Among the first policy review that it conducted, the new French government sent all Francophonie files from foreign affairs to international cooperation (a much less well funded department). Also, Mr. Sarkozy, in an apparent bipartisan gesture, took Bernard Kouchner, founder of Doctors without Borders, as his foreign affairs minister. This is the same Kouchner who said a few years ago that English would be the new language of work in the Francophonie.
Persisting up to this year, the low interest shown towards the Francophonie by this French government took a new step forward this last week. As foreign leaders gathered in Quebec City, Mr. Sarkozy, who at first insisted that he would be there, then changed his mind, then changed it again, finally settled for a quick stop before he would go see President Bush. The very fact that he only passed by shows how little he cares about the Francophonie. Also, his speech never mentioned the future of the French language; it only spoke on the ongoing financial crisis. To say that Mr. Sarkozy does not care about the Francophonie would be an understatement.

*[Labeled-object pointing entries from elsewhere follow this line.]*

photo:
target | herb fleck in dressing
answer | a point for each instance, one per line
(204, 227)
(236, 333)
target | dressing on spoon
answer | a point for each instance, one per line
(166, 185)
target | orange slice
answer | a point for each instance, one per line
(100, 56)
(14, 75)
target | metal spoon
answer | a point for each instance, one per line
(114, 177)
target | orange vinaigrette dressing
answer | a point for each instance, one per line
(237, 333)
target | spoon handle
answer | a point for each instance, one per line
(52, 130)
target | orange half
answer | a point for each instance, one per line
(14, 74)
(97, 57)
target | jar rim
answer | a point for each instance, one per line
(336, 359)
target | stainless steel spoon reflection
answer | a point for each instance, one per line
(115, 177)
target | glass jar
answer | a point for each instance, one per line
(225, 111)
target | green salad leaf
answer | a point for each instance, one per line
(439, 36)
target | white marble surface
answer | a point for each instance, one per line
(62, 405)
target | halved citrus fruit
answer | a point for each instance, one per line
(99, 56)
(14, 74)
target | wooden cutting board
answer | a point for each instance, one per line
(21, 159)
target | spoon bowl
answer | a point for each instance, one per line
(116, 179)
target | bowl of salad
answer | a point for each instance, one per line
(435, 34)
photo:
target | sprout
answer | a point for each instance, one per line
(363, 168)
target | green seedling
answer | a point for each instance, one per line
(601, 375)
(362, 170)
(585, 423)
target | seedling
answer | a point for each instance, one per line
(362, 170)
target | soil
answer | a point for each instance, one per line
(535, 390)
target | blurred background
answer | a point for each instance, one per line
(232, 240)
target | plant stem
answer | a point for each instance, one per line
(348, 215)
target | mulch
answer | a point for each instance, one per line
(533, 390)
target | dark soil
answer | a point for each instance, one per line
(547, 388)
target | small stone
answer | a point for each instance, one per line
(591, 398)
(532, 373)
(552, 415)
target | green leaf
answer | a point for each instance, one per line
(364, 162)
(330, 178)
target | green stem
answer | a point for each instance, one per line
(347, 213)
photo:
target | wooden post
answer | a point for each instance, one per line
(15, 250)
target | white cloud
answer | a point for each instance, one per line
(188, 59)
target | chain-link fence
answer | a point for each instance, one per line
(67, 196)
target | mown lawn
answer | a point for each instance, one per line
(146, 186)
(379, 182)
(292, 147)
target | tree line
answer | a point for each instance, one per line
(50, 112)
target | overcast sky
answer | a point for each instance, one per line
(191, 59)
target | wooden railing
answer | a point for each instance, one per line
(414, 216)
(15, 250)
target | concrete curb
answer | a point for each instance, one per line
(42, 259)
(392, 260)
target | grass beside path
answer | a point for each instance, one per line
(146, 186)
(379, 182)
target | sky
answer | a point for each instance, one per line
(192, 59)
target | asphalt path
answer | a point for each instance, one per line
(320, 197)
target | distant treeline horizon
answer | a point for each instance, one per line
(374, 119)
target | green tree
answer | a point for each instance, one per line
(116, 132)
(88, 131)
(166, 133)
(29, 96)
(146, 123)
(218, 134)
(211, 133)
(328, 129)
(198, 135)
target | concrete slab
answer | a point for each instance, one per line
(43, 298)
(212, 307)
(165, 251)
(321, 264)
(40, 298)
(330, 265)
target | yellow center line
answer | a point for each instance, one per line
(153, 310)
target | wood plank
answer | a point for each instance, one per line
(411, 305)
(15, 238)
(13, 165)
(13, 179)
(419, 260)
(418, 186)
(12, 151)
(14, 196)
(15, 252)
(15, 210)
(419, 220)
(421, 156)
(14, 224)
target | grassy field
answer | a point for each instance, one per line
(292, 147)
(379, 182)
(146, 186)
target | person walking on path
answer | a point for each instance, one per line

Second, in a press conference along side Canadian PM Stephen Harper, Mr. Sarkozy made a plea for Canadian unity, saying that "the world does not need more divisions", a clear reference to Quebec's sovereigntist movement. Of course, this was music to Mr. Harper's ears, but as much as it delighted the federalist side, this quotation spurred some outrage on the nationalist side.
Former Quebec PM Jacques Parizeau reacted by asking Mr. Sarkozy if unity was the goal, why did France abandon its colonial empire? Does Mr. Sarkozy believe that in the name of unity Algeria and Haiti should give up on their independence? He also pointed out that France recently recognized Kosovo's independence. Personally, I would have liked to ask the French President how he would feel if nationalist leaders from Quebec went to France and called on Corsicans to separate from France?
In this way, President Sarkozy changed yet another aspect of France's foreign relations. Ever since the 70s, France's position towards Quebec had always been one of support, regardless of the party in power or of the popularity of either political option. Now Mr. Sarkozy changed that by throwing all his support behind the federalists who are now in power in Ottawa and Quebec City.
Waning support for the Francophonie, important changes in the Quebec-France-Canada love triangle, all that in the few hours that he spent in Quebec City this weekend. It seems that to Mr. Sarkozy, restoring relations with the US ally is much, much more important than keeping good relations with its French-speaking cousins in Quebec, Central America, Africa and Europe.
My guess is, Mr. Sarkozy knows not one thing about what it means to be a national minority whose language is constantly threatened by the growing popularity of English.